Ernst Lubitsch

Qui réunit Truffaut, Michel Ciment de Positif, et pratiquement tout le gotha du cinéma mondial ? Ernst Lubitsch. Et pourtant, à l'instar d'un Jacques Tati, on ne peut pas dire que ce grand réalisateur allemand né à Berlin en 1892 et mort à Hollywood en 1947 soit encore aujourd'hui l'un des cinéastes les plus en vogue dans la critique moderne et dans l'industrie cinématographique actuelle. Pire, on lui pille ses plus grands succès pour en faire des remakes aux relents d'immondes navets ; la preuve, elle est dans cette horreur que représente "You've got a mail", saillie avec Tom Hanks et Meg Ryan, qui n'éprouve visiblement aucun remord à singer James Stewart et Margaret Sullivan dans le fantastique "Shop around the corner" sorti en 1940.
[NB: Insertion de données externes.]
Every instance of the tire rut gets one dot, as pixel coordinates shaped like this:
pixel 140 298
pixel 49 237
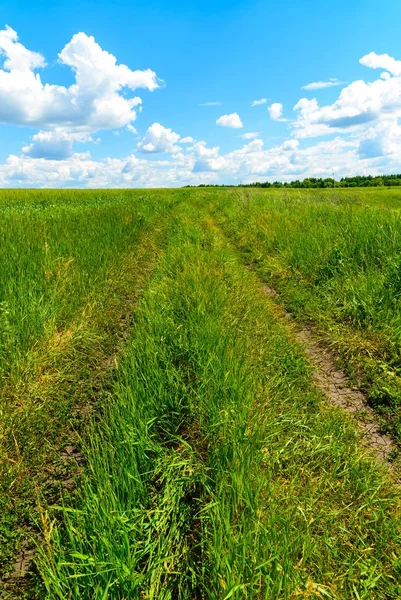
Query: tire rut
pixel 338 391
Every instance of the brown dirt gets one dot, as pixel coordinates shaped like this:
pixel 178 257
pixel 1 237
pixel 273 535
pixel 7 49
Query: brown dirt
pixel 338 390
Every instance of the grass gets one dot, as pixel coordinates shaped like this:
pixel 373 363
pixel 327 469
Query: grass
pixel 73 268
pixel 213 469
pixel 335 258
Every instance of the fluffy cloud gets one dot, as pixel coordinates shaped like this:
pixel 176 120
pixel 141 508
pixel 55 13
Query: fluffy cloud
pixel 259 102
pixel 159 139
pixel 377 152
pixel 94 101
pixel 54 145
pixel 251 135
pixel 359 104
pixel 382 61
pixel 275 111
pixel 233 120
pixel 319 85
pixel 207 159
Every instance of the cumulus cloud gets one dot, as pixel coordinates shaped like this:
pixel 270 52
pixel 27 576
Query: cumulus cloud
pixel 251 135
pixel 359 104
pixel 377 152
pixel 275 111
pixel 233 120
pixel 207 159
pixel 259 102
pixel 98 99
pixel 158 139
pixel 382 61
pixel 54 145
pixel 319 85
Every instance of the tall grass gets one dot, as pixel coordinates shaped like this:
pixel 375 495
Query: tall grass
pixel 336 259
pixel 71 263
pixel 56 250
pixel 213 470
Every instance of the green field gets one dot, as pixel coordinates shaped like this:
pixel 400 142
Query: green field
pixel 161 434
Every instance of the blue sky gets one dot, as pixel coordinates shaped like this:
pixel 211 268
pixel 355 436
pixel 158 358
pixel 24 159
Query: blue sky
pixel 69 74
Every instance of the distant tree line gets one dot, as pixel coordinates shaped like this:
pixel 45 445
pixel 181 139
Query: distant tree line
pixel 318 182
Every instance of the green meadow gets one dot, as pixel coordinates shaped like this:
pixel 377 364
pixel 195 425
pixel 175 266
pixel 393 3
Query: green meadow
pixel 135 332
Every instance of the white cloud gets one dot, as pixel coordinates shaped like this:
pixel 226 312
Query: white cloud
pixel 379 151
pixel 94 101
pixel 251 135
pixel 55 145
pixel 382 61
pixel 233 120
pixel 159 139
pixel 275 111
pixel 359 104
pixel 207 159
pixel 319 85
pixel 259 102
Tout le cinéma de Lubitsch est pourtant dans cette idée de scénario cocasse tiré d'une pièce hongroise (ce qui n'a pas forcément d'importance, mais c'est à noter puisque c'est le cas également de "Haute pègre" ou "Le ciel peut attendre" deux autres de ses chefs-d'œuvre). Deux personnes se détestent cordialement travaillent ensemble dans une maroquinerie de luxe dans un Budapest d'avant guerre ou le chômage règne. Pour se distraire et échapper à la mélancolie, ils échangent des courriers du cœur avec des inconnus… Mais ils se trouvent que c'est ensemble qu'ils correspondent sans le savoir !
Au-delà du quiproquo de Boulevard de la pièce, le réalisateur agrémente son film d'épices, ce que Truffaut appelait la "Lubitsch's Touch". Car plus que de la simple évocation comique, le film porte en lui une mélancolie, une angoisse sur ce monde qui est en train de sombrer dans les errances de la barbarie.
Réalisateur de film muet, dans son pays d'origine, l'Allemagne, il est venu au cinéma par le théâtre, et c'est sans doute le trait caractéristique de son talent cinématographique. Fils de libraire, il mène d'ailleurs jusqu'en 1918 une double vie, s'occupant de la librairie le jour et se produisant dans des cabarets la nuit. Peut être peut-on même dire que c'est de là que lui vient ce goût prononcer pour l'ambivalence et les situations tarabiscotées… Une vision de la comédie qui nourrira et marquera d'ailleurs l'ensemble de la Comédie américaine. Dans ces cabarets, ce sont de petites pièces teintées d'humour juif qu'il joue. Remarqué par les cinéastes allemands du muet, c'est d'abord comme acteur qu'il entre dans le monde du cinéma. Mais en 1918, plaquant l'entreprise familiale, c'est comme réalisateur qu'il s'illustre ( "Carmen").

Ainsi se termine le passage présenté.